Preliminary thoughts on Voynichese Part of Speech tagging

Published in

ViridisGreen

10 min readFeb 1, 2019

Software tools for unsupervised Part of Speech (POS) tagging have been around for several years. Algorithms mostly look for which words appear next to the same words. On a large enough corpus, such behaviours correlate with the grammatical role of each word.

The application of such techniques to Voynichese (the unknown language of the Voynich manuscript, Beinecke ms 408) has been mentioned in the thesis of Gianluca Bosi (Bologna University) and I am sure others must have experimented with this approach.

The simple experiments discussed here are based on software developed for Alexander Clark’s 2003 paper Combining Distributional and Morphological Information for Part of Speech Induction.
Clark discusses a number of ideas that could help dealing with rare words (one of the problems with Voynichese) but here I will only focus on an older algorithm re-implemented by Clark (originally described in Hermann Ney, Ute Essen, and Reinhard Kneser, 1994, On structuring probabilistic dependencies in stochastic language modelling).
I am not sure I understand much of the theory: I use the software as a black box. I think the algorithm works on bigrams, i.e. considering couples of consecutive words: words are assigned to classes in such a way that the possibility of guessing the next word given the current word is maximized. There will be classes which tend to appear consecutively and others that rarely or never follow each other. The number of word classes is one of the parameters of the algorithm.

A simple sentence

As an example, this is the three classes tagging of a simple sentence:

0:it 2:ascends 1:from 0:the 2:earth 1:to 0:the 2:heaven 1:and 1:again 0:it 2:descends 1:to 0:the 2:earth

The two most frequent words (“it” and “the”) are assigned to class:0
The words that precede those in class:0 are assigned to class:1
The words that follow those in class:0 are assigned to class:2

Basically, the detected structure is 0,2,1,0,2,1,0,2,1…
Even this simple example is not totally regular and in one case a class:1 word is followed by a second class:1 word (“1:and 1:again”). But class:0 is always followed by class:2, and class:2 is always followed by class:1.

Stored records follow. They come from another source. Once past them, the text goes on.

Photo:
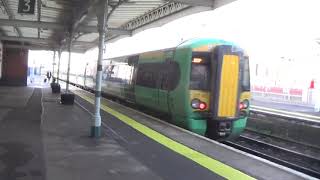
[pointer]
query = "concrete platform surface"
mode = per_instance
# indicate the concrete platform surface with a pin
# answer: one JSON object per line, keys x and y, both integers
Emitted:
{"x": 47, "y": 140}
{"x": 252, "y": 166}
{"x": 71, "y": 154}
{"x": 21, "y": 148}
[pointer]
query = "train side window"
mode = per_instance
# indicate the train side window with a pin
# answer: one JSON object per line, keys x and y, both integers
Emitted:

This example also shows how such a system can be useful for Part of Speech identification:

The two prepositions (“to” and “from”) are tagged as class:1, together with other two “function words” (“and” and “again”)
All verbs and nouns (ascends, descends, heaven, earth) are tagged as class:2

Of course, the variability in all natural languages is so high that a meaningful tagging can only be produced on the basis of a very large corpus.

English vs Voynichese

In order to avoid difficulties with the differences between Currier languages and have as uniform a text as possible, I focused on a single section of the Voynich manuscript: quire 20.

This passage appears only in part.